L’intuition est la composante de base de la créativité, mais elle a besoin de volonté, de courage et d’enthousiasme pour se concrétiser. Les recherches démontrent que les gens très créatifs font plus d’erreurs que ceux qui le sont moins – non pas que les seconds manquent d’imagination, c’est plutôt l’esprit d’initiative qui fait défaut.

Les créateurs brassent plus d’idées, cherchent de nouvelles possibilités et osent démarrer des projets.
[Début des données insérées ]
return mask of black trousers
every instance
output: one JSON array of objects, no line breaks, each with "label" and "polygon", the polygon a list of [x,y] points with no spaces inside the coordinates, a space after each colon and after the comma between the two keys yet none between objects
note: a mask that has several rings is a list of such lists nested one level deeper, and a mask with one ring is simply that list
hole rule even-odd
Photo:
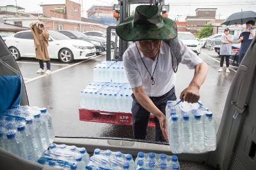
[{"label": "black trousers", "polygon": [[[42,60],[39,60],[39,66],[41,69],[44,69],[44,61]],[[51,61],[50,60],[46,60],[46,67],[47,69],[51,70]]]},{"label": "black trousers", "polygon": [[227,67],[229,67],[229,58],[230,57],[230,55],[220,55],[220,67],[222,67],[223,66],[224,59],[226,59],[226,66]]},{"label": "black trousers", "polygon": [[[140,105],[138,102],[134,94],[132,94],[133,98],[132,114],[132,129],[133,136],[134,139],[145,139],[147,136],[147,130],[148,123],[150,113]],[[159,108],[165,115],[165,107],[168,101],[176,100],[176,96],[174,87],[166,94],[160,97],[150,97],[154,104]],[[161,130],[159,122],[155,117],[156,123],[156,141],[165,141]]]}]

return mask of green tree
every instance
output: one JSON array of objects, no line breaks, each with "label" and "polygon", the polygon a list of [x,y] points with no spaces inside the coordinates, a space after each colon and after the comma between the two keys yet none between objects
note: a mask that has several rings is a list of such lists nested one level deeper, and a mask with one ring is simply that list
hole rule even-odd
[{"label": "green tree", "polygon": [[[211,24],[205,24],[205,25],[212,25]],[[209,37],[212,35],[213,27],[204,27],[199,31],[199,38]]]}]

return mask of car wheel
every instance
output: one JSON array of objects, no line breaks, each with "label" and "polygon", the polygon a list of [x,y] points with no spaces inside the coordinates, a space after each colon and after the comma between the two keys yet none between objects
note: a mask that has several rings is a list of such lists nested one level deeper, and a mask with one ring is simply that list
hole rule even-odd
[{"label": "car wheel", "polygon": [[15,60],[19,60],[20,59],[20,52],[18,49],[17,49],[16,47],[11,46],[9,48],[9,50]]},{"label": "car wheel", "polygon": [[115,43],[113,41],[110,41],[110,48],[113,49],[115,48]]},{"label": "car wheel", "polygon": [[62,62],[70,63],[74,60],[74,55],[68,48],[62,48],[59,52],[59,59]]}]

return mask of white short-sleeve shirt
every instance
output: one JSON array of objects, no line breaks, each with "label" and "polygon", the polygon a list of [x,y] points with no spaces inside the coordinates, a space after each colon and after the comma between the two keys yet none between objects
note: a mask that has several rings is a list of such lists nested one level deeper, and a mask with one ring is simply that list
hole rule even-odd
[{"label": "white short-sleeve shirt", "polygon": [[[181,63],[186,65],[189,69],[202,62],[202,59],[180,40]],[[157,62],[157,57],[153,60],[140,52],[142,59],[151,75]],[[150,97],[161,96],[169,92],[173,87],[176,75],[172,69],[172,55],[170,46],[161,41],[158,62],[154,74],[154,85],[152,85],[151,77],[147,71],[140,56],[135,43],[131,45],[123,55],[124,66],[128,81],[132,88],[142,85],[144,92]]]}]

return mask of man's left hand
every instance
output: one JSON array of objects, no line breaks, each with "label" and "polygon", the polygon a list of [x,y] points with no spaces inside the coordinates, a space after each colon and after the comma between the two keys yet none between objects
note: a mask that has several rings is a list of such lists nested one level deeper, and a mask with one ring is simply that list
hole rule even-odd
[{"label": "man's left hand", "polygon": [[180,94],[180,99],[188,103],[196,103],[200,98],[199,88],[195,85],[189,85]]}]

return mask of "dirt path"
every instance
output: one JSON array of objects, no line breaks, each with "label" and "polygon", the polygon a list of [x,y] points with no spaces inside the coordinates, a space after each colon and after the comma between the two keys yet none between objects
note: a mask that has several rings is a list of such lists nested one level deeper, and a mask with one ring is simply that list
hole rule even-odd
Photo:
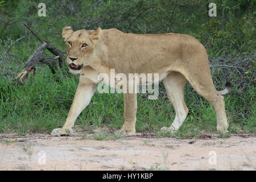
[{"label": "dirt path", "polygon": [[0,170],[255,170],[256,138],[96,140],[0,134]]}]

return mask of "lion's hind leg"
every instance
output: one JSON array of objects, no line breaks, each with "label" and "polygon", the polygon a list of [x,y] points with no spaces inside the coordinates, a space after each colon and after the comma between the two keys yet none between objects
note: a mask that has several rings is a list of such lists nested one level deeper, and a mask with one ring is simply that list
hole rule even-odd
[{"label": "lion's hind leg", "polygon": [[226,116],[224,99],[218,94],[214,87],[209,67],[204,73],[191,72],[188,80],[197,93],[213,105],[216,112],[217,130],[222,133],[228,132],[229,124]]},{"label": "lion's hind leg", "polygon": [[161,130],[173,133],[179,130],[187,117],[188,109],[184,101],[184,88],[186,78],[177,72],[172,72],[163,80],[169,100],[175,110],[175,118],[170,127],[163,127]]}]

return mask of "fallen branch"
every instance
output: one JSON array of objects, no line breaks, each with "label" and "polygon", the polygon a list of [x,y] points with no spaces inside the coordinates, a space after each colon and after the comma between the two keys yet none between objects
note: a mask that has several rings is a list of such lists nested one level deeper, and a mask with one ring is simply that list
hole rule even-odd
[{"label": "fallen branch", "polygon": [[46,42],[46,43],[47,43],[47,49],[48,49],[49,51],[50,51],[51,53],[52,53],[55,56],[59,56],[59,57],[58,57],[59,66],[60,67],[60,68],[61,68],[62,67],[62,65],[63,65],[63,62],[64,62],[63,60],[64,60],[64,55],[63,55],[63,53],[64,53],[64,52],[61,51],[59,50],[58,49],[56,48],[55,47],[53,47],[52,45],[51,45],[47,40],[46,40],[46,41],[43,42],[39,38],[39,36],[35,32],[34,32],[32,30],[32,29],[30,27],[28,27],[25,23],[23,23],[23,24],[26,27],[27,27],[34,35],[35,35],[35,36],[37,40],[39,40],[42,43],[44,43],[44,42]]},{"label": "fallen branch", "polygon": [[15,82],[18,85],[24,84],[28,75],[34,70],[35,73],[36,65],[38,63],[44,64],[48,65],[52,73],[55,74],[55,70],[57,68],[56,59],[59,57],[51,56],[44,52],[44,50],[47,48],[48,44],[44,43],[40,46],[38,49],[30,56],[26,62],[26,65],[24,69],[14,79]]}]

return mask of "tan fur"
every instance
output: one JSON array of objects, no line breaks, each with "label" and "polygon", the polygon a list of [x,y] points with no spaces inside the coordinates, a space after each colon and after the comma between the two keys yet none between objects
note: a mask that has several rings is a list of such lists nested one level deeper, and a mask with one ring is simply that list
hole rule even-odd
[{"label": "tan fur", "polygon": [[[67,62],[83,65],[83,67],[79,71],[70,70],[73,73],[80,74],[79,85],[64,127],[55,129],[53,135],[72,133],[76,118],[89,104],[96,84],[101,81],[97,76],[104,73],[109,75],[111,68],[115,69],[115,74],[159,74],[160,80],[154,81],[163,80],[176,111],[174,122],[170,127],[163,128],[163,130],[176,131],[185,120],[188,110],[184,101],[184,87],[188,81],[199,94],[213,105],[217,113],[217,129],[227,132],[223,97],[213,85],[207,51],[195,38],[174,33],[125,34],[114,28],[73,32],[70,27],[64,27],[62,35],[66,41]],[[84,43],[88,47],[81,47]],[[69,57],[77,60],[72,62]],[[123,97],[125,124],[120,133],[133,135],[136,94],[124,94]]]}]

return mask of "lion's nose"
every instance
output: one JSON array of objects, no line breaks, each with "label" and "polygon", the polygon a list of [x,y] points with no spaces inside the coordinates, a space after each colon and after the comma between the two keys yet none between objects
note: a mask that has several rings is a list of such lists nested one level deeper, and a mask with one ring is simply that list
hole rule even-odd
[{"label": "lion's nose", "polygon": [[77,59],[77,58],[75,58],[75,57],[70,57],[69,59],[71,60],[71,61],[73,61],[75,60],[76,60]]}]

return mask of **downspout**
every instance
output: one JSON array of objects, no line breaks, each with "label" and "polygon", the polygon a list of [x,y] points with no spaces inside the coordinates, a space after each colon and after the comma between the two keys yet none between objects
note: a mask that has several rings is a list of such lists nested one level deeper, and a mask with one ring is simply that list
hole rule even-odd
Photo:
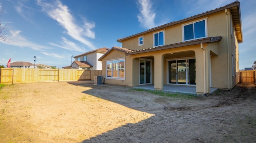
[{"label": "downspout", "polygon": [[203,47],[203,43],[201,44],[201,49],[203,50],[203,57],[204,61],[204,95],[206,95],[206,71],[205,66],[205,50]]},{"label": "downspout", "polygon": [[225,9],[225,13],[226,13],[226,24],[227,26],[227,56],[228,56],[228,90],[230,89],[230,62],[229,62],[229,38],[228,36],[228,12],[227,9]]}]

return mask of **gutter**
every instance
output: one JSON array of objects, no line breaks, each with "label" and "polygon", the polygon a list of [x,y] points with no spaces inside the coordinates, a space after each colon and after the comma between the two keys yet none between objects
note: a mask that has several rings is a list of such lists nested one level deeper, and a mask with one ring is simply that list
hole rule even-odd
[{"label": "gutter", "polygon": [[227,55],[228,56],[228,90],[230,90],[230,62],[229,61],[229,35],[228,35],[228,12],[227,10],[227,9],[225,9],[225,13],[226,13],[226,28],[227,28],[227,50],[228,53],[227,53]]},{"label": "gutter", "polygon": [[205,52],[206,51],[203,47],[203,43],[201,43],[201,49],[203,50],[203,57],[204,58],[204,95],[206,95],[206,58],[205,58]]}]

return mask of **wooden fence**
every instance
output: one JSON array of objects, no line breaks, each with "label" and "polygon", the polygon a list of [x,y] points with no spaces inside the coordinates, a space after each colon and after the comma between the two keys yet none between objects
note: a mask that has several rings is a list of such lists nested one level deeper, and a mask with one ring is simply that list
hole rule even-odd
[{"label": "wooden fence", "polygon": [[101,70],[74,69],[0,68],[0,83],[94,80]]},{"label": "wooden fence", "polygon": [[239,82],[256,84],[256,70],[239,71]]}]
Parfois, ils gagnent, parfois, ils perdent; mais, ils acceptent de perdre. Voilà peut-être ce qui les différencie des gens qu’on dit moins créatifs. Car se fier à son intuition c’est miser sur du virtuel et rien ne garantit le succès.

En réalité, «le Soi» nous fournit des antennes pour capter les mondes invisibles de l’imagination; c’est à travers l’intuition qu’il nous transmet sa créativité dont émergent des sentiments de pure joie, de sérénité et de liberté.

Principaux obstacles à la créativité 

• Censure, évaluation
• Comparaison, compétition
• Perfectionnisme, autocritique
• Peur du jugement et du rejet
• Rationalisation stérile
• Stress mental
• Pression
• Conformisme

Attitudes qui facilitent la créativité 

• Repousser sa négativité et ses limites 
• Sortir des sentiers battus
• Varier ses intérêts, être curieux
• Suivre ses passions
• Fréquenter des gens créatifs (inspirant et stimulant) 
• Oser prendre des risques
• Passer à l’action, réaliser ses projets

En chaque œuvre de génie nous reconnaissons nos propres pensées rejetées.
(Ralph Waldo Emerson)

Le leitmotiv de la créativité : rien sans la joie!